22 Ocak1930: "Gazi ve Türklük aleyhine" yayın yapmaktan dolayı Resimli Ay Gazetesi aleyhine dava açıldı.
22 Ocak 2012: "Atatürk ve Türklük aleyhine" konuşmayanlar artık aydın sayılmıyor.
(Basından)

ÇİZGİSİZ

Hrant Dink Davası Bitti

Birinci Karede:
Mahkeme başkanı Rüstem Eryılmaz mahkeme kürsüsüne oturmuştur. Karşısında, önde sanıklar, arkada Hrant Dink'in akrabaları, Cumhurbaşkanımız Sayın Abdullah Gül, Bülent Arınç, basın mensupları ve Türk Halkı'nı temsilen bir gurup insan vardır. Hepsi teker teker "Bu ne biçim karar" diye feryat etmektedir.

İkinci karede:
Mahkeme Başkanı, "Hepiniz haklısınız.

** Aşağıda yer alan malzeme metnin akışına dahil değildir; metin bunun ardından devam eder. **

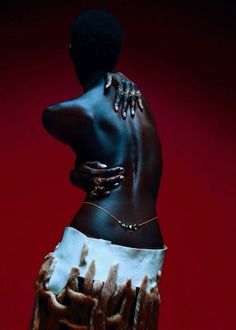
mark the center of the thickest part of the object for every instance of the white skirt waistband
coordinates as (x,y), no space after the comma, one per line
(133,263)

Aslında ben de tatmin olmadım" derken, Nasrettin Hoca da kavuğunu onun başına yerleştirir ve "Ohh be, nihayet kavuğumu devredecek birini buldum" der.

SPOR YARARLIDIR

- En sevdiğiniz spor nedir?
- Boks.
- Yoksa boksör müsünüz?
- Hayır hayır, diş hekimiyim de...

*****

- Kaç kere uyarmama rağmen hala havuza işediğin için seni yüzme takımından çıkarıyorum.
- Yapmayın ama hocam, havuza bütün arkadaşlarım işiyor.
- Olabilir... Ama hiç değilse senin gibi tramplenden aşağıya yapmıyorlar.

*****

Genç kız, havuzda kendisine büyük bir dikkatle yüzme öğreten sevgilisine, "Şey, sevgilim, acaba parmağını oradan çekersen su alıp batar mıyım?"

SANAT ÖNEMLİDİR

Özel bir türkü kursunu başarı ile bitiren Ayşe Hanım, konuklarına bir Sivas türküsü söyledi. Türküsünün sonunda, gözyaşlarını tutamayan bir beyefendiye merakla sordu:

- Siz de mi Sivaslısınız yoksa?
- Hayır hanımefendi hayır... Ben müzisyenim de...

*****

Ayşe hanıma özenen komşusu Füsun hanım da piyano kursuna yazıldı ve evine de bir piyano aldı. Bir gün kapısının zili çaldı:
- Ben piyano akortçusuyum.
- Ama ben akortçu çağırmadım ki.
- Biliyorum hanımefendi. Beni komşularınız çağırdı ücretimi de peşin ödediler.

*****

Ünlü besteci ve orkestra şefi, yönettiği konser sonunda, ünlü mizah yazarı dostuna sitem ediyordu:
- Azizim, gözüm size ne zaman takılsa gülüp duruyordunuz. Ben sizin kitaplarınızı okurken hiç gülüyor muyum?

BOŞANMA DAVALARI ZORDUR

- Yargıç bir tek soru bile sormadan boşadı bizi.
- Nasıl olur yahu?
- Yargıç meğer karımın ilk kocasıymış.

*****

- Karına 1000 lira nafaka bağlıyorum.
- Sağ olun sayın yargıcım. Arada bir ben de 3-5 kuruş veririm, geçinip gider.

*****

- Şekerim, kocandan boşanacağını duydum. Türkiye'nin en zengin adamından neden boşanıyorsun?
- Beni fena aldattı şekerim. 75 yaşındayım diyerek beni kandırıp evlendi, meğer daha sadece 60'ındaymış.